O Estado de S. Paulo.

No final de junho, o governo federal entregou a segunda parte da reforma tributária ao Congresso Nacional. A proposta altera regras do Imposto de Renda (IR) para empresas e pessoas físicas. O governo porpõe taxar em 20% os dividendos distribuídos pelas empresas. Há isenção na faixa de até R$ 20 mil trimestrais. A ideia é que esse imposto banque a isenção de IR para pessoas físicas com renda de até R$ 2,5 mil mensais. Atualmente, somente quem ganha até R$ 1.903,98 não paga imposto de renda.

A proposta desagradou e empresários argumentam que ela elevaria a carga tributária. Para o secretário especial da Receita Federal, José Tostes, não se pode misturar a tributação de empresas com a de pessoas físicas e cita uma distorção na isenção de lucros e dividendos.  “Temos aqui apenas 20.858 pessoas, numa população de 210 milhões, que receberam R$ 230 bilhões sem pagar imposto”, afirma. Essas pessoas pagaram só 1,8% de todo o rendimento que receberam, argumenta Tostes.

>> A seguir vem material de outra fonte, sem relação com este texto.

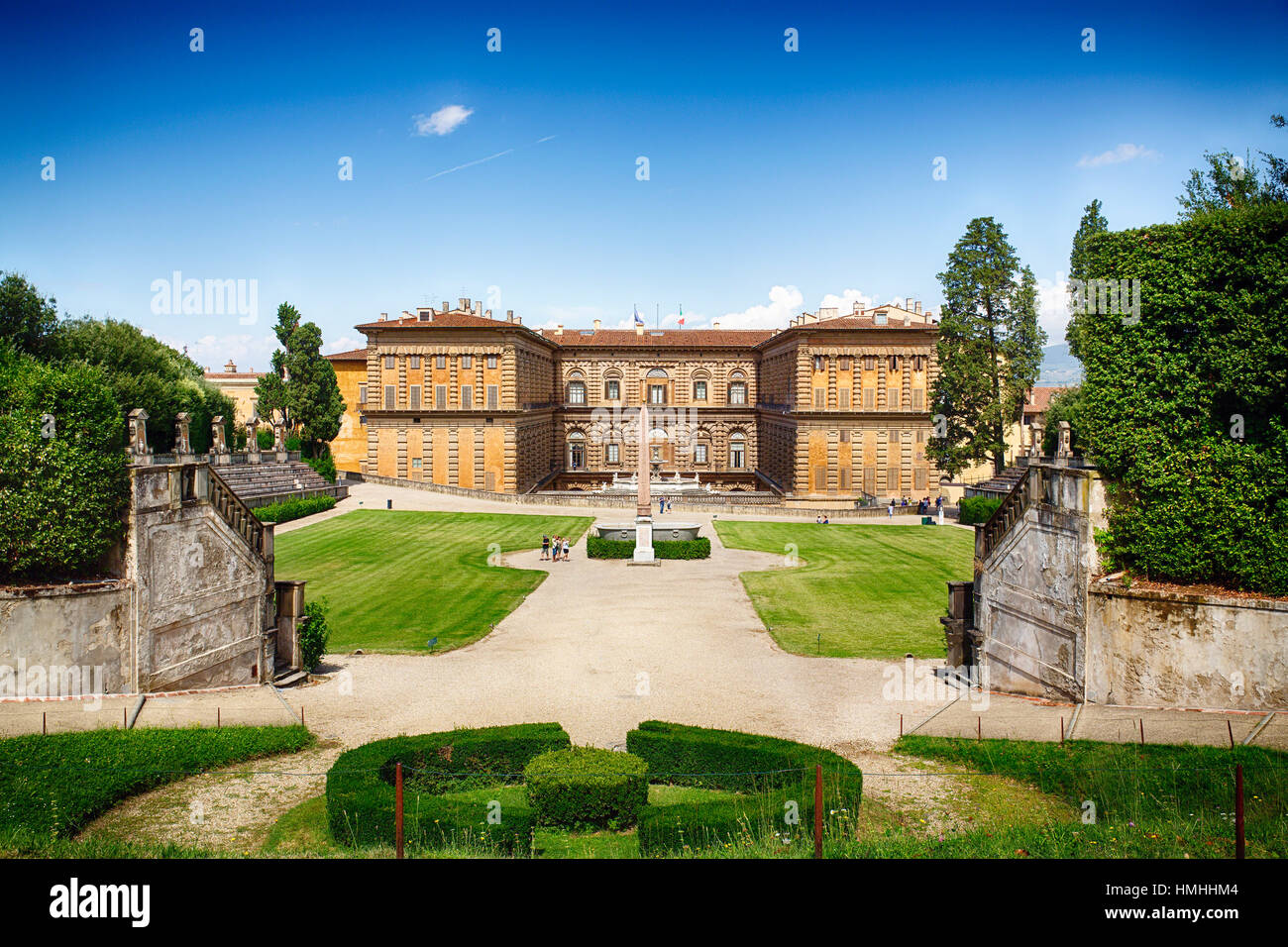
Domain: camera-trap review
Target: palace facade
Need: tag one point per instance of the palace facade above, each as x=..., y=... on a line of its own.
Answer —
x=829, y=406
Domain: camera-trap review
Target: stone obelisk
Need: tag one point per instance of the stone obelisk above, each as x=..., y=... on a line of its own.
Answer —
x=644, y=505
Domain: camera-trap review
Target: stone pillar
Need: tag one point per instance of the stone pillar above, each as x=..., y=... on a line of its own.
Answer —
x=643, y=501
x=253, y=440
x=138, y=449
x=218, y=442
x=1065, y=441
x=1037, y=433
x=279, y=440
x=181, y=442
x=290, y=612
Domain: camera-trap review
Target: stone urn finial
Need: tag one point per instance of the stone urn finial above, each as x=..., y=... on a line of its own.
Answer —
x=138, y=449
x=218, y=444
x=181, y=442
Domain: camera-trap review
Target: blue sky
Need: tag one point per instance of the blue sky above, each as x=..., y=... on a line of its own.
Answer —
x=778, y=180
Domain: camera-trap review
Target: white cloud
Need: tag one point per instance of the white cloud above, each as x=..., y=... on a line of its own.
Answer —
x=1124, y=153
x=784, y=303
x=1054, y=307
x=443, y=121
x=250, y=352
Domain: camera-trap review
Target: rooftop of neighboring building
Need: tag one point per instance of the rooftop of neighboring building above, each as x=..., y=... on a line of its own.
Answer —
x=1039, y=398
x=231, y=373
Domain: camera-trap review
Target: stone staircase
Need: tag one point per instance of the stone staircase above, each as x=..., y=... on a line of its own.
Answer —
x=259, y=484
x=999, y=484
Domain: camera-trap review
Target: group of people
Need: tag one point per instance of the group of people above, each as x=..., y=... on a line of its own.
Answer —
x=554, y=549
x=922, y=505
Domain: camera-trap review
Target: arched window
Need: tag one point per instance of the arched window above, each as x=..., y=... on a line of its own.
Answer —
x=737, y=450
x=576, y=451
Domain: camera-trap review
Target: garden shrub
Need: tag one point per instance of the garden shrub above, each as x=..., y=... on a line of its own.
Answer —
x=55, y=785
x=323, y=466
x=1186, y=408
x=597, y=548
x=63, y=484
x=776, y=777
x=314, y=633
x=360, y=788
x=977, y=509
x=294, y=508
x=587, y=787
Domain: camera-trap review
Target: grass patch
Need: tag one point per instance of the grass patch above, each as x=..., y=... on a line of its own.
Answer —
x=871, y=590
x=1150, y=801
x=397, y=579
x=52, y=787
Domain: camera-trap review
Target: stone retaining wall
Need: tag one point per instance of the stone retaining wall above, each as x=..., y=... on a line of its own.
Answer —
x=1190, y=651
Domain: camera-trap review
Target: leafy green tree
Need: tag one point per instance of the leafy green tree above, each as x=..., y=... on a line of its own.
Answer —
x=63, y=484
x=990, y=348
x=1232, y=182
x=1186, y=410
x=146, y=372
x=26, y=317
x=301, y=385
x=1093, y=223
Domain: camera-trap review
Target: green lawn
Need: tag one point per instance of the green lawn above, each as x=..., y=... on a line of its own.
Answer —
x=859, y=590
x=395, y=579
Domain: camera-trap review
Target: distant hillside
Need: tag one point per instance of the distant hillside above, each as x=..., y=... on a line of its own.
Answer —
x=1059, y=368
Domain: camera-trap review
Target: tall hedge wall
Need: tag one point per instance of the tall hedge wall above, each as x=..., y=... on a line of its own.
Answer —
x=1168, y=397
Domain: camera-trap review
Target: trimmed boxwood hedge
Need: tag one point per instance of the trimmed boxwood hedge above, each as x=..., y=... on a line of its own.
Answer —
x=587, y=787
x=773, y=774
x=977, y=509
x=54, y=785
x=597, y=548
x=360, y=788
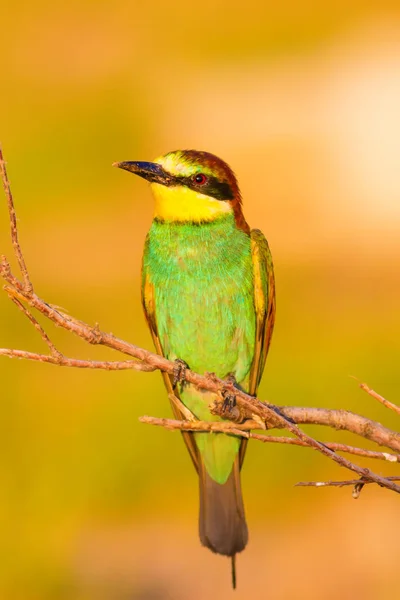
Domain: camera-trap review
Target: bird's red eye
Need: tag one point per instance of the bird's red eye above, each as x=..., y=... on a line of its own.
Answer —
x=200, y=179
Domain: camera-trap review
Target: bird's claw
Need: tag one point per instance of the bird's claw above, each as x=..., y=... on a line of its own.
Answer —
x=179, y=373
x=229, y=399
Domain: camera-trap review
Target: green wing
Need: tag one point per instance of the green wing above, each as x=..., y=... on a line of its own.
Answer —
x=264, y=305
x=149, y=305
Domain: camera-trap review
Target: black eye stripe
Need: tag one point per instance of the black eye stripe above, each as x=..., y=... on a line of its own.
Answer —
x=214, y=188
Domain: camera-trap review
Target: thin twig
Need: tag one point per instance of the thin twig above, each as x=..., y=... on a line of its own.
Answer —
x=63, y=361
x=232, y=428
x=36, y=325
x=380, y=398
x=339, y=483
x=271, y=415
x=14, y=230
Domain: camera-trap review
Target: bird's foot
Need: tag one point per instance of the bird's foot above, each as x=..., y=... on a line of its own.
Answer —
x=179, y=372
x=229, y=400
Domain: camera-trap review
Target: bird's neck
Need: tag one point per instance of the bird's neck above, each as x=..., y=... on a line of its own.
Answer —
x=192, y=239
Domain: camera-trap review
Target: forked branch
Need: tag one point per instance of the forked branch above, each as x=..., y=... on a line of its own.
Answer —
x=249, y=411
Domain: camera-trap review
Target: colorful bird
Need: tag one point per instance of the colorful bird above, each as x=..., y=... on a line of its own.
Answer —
x=209, y=297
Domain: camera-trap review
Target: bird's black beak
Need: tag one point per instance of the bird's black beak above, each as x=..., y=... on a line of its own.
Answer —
x=153, y=172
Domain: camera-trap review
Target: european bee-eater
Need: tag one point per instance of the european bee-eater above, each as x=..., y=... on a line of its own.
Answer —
x=209, y=298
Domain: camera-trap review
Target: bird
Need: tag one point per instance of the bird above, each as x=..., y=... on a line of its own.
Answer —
x=208, y=293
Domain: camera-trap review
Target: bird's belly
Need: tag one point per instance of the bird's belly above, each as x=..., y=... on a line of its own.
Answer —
x=209, y=324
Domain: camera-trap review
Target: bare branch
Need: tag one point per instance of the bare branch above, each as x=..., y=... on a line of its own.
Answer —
x=35, y=323
x=239, y=429
x=63, y=361
x=13, y=221
x=339, y=483
x=249, y=407
x=380, y=398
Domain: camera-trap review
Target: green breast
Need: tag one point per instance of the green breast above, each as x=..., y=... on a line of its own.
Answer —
x=203, y=280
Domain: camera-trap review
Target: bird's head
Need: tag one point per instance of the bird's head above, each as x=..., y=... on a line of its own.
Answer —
x=190, y=186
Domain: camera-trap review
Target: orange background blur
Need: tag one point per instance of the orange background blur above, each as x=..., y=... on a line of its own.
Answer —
x=304, y=103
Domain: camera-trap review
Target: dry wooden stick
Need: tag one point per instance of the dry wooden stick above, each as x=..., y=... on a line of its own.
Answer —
x=251, y=407
x=244, y=430
x=13, y=223
x=380, y=398
x=63, y=361
x=338, y=483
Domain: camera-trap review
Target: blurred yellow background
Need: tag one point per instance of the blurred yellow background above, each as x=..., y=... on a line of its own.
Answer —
x=303, y=102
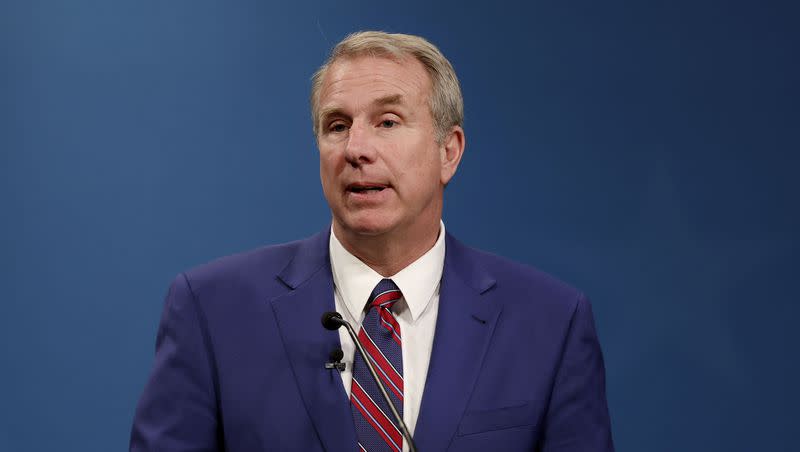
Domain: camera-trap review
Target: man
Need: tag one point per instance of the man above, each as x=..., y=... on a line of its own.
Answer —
x=479, y=353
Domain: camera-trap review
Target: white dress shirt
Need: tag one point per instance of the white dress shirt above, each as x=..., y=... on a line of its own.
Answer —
x=416, y=313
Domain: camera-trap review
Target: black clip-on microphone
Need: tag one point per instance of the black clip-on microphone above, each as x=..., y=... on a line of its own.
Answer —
x=335, y=360
x=332, y=321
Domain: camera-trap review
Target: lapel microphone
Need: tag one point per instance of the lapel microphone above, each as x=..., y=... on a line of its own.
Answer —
x=335, y=359
x=332, y=320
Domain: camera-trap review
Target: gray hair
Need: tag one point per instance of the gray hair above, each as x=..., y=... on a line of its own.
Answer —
x=446, y=103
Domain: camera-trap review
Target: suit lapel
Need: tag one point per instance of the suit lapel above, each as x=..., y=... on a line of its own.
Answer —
x=308, y=344
x=464, y=327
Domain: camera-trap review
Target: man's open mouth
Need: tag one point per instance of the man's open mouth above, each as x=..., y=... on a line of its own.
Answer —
x=365, y=188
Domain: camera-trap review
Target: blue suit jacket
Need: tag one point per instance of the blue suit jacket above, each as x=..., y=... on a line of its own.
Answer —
x=240, y=356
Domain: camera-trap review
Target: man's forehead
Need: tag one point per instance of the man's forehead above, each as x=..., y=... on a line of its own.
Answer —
x=406, y=74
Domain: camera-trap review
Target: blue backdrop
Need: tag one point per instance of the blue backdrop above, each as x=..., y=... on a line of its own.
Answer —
x=646, y=152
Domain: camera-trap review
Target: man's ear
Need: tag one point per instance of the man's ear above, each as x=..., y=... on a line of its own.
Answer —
x=451, y=151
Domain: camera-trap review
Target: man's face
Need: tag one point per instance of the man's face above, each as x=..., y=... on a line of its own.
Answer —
x=381, y=168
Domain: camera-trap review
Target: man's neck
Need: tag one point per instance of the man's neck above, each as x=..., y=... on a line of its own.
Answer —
x=391, y=252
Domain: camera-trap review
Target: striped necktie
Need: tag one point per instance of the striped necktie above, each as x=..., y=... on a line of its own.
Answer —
x=380, y=336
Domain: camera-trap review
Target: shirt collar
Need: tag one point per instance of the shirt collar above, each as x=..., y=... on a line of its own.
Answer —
x=418, y=282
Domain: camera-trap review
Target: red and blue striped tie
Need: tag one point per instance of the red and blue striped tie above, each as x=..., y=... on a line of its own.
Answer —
x=380, y=337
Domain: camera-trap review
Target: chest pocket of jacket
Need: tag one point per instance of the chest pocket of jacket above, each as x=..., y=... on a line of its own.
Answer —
x=523, y=415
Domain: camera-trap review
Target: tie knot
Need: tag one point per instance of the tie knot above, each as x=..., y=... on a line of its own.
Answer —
x=385, y=294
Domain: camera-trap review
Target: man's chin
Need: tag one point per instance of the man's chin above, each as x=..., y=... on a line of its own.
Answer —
x=368, y=227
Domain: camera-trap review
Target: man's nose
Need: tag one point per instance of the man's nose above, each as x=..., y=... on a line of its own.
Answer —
x=360, y=147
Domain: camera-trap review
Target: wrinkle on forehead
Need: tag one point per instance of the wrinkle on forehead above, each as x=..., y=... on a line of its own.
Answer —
x=389, y=77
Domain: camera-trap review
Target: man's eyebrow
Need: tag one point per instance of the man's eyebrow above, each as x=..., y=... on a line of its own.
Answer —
x=393, y=99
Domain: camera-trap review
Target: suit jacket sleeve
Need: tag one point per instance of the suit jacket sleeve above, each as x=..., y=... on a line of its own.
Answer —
x=577, y=418
x=177, y=411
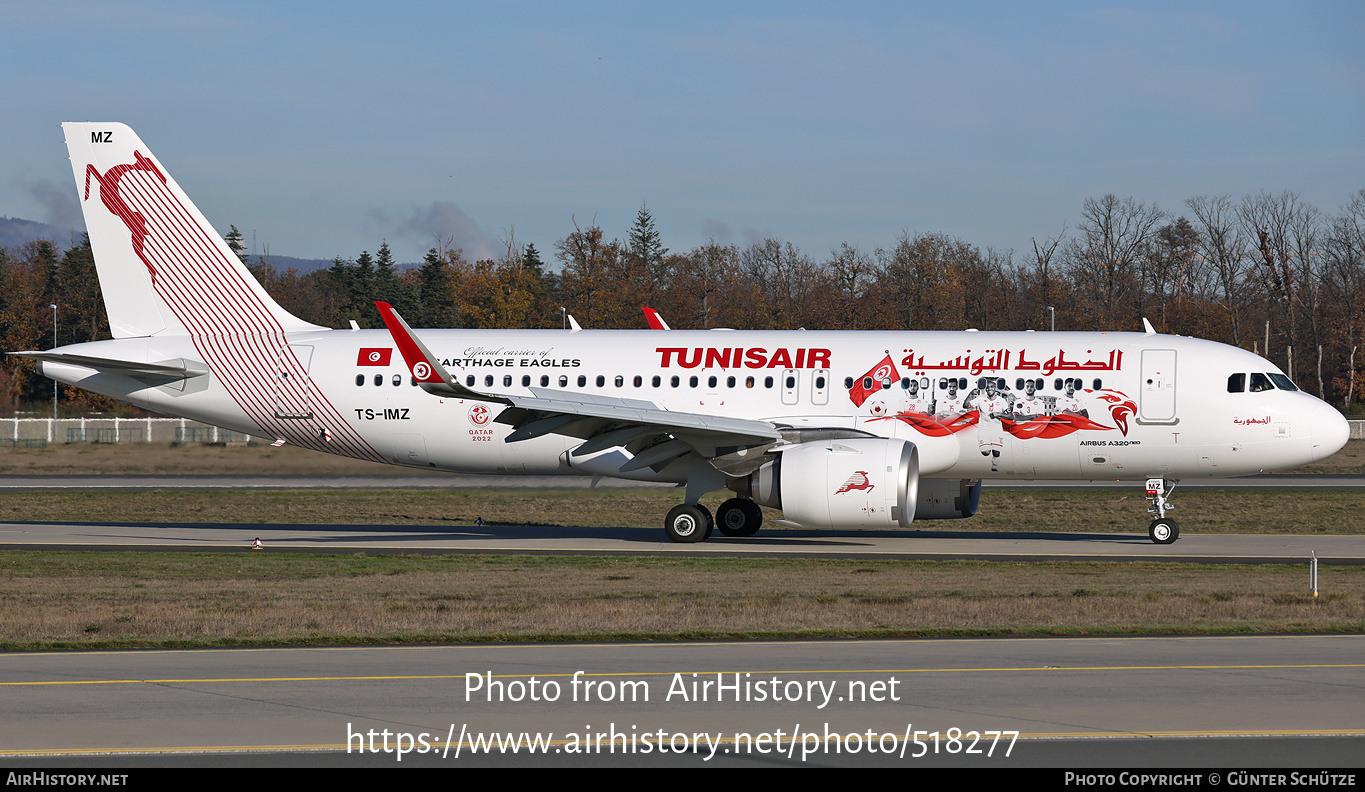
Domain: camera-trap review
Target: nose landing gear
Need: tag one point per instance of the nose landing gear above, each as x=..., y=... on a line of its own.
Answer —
x=1163, y=530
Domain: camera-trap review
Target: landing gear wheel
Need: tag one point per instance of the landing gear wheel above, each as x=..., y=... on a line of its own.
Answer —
x=739, y=518
x=1163, y=531
x=687, y=523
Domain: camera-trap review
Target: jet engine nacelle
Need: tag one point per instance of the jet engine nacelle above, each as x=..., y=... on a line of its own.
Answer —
x=947, y=499
x=840, y=484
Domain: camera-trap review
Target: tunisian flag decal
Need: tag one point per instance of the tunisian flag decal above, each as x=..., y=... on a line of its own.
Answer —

Confira os principais trechos da entrevista:

A carga tributária do Brasil está em torno de 31%. A maior crítica é de que a Receita colocou muita gordura na proposta para aumentar a arrecadação.

Não concordamos com essa avaliação. Fizemos uma proposta para ter equilíbrio entre medidas que aumentam e que reduzem a arrecadação. Esses argumentos de que haverá aumento, precisamos avaliar de que forma estão sendo calculados. O não aumento da carga tributária é um princípio que o ministro Paulo Guedes colocou no início do seu trabalho.

A carga não aumenta?

De fato, a carga tributária não aumentou. Se essas medidas agora possibilitarem algum aumento de carga, não será por conta delas em si, porque, como nós estamos vendo, está havendo um aumento de arrecadação este ano que poderá ser utilizado para reduzir incidências tributárias no próximo ano. Estamos com resultados bastante auspiciosos de arrecadação este ano, e que não têm nada a ver com o aumento de impostos, de alíquotas ou alterações nas regras tributárias.

O sr. falou que não tem como saber como está sendo feita a conta do aumento de carga. A Receita também divulgou apenas parcialmente os números. Eles serão detalhados?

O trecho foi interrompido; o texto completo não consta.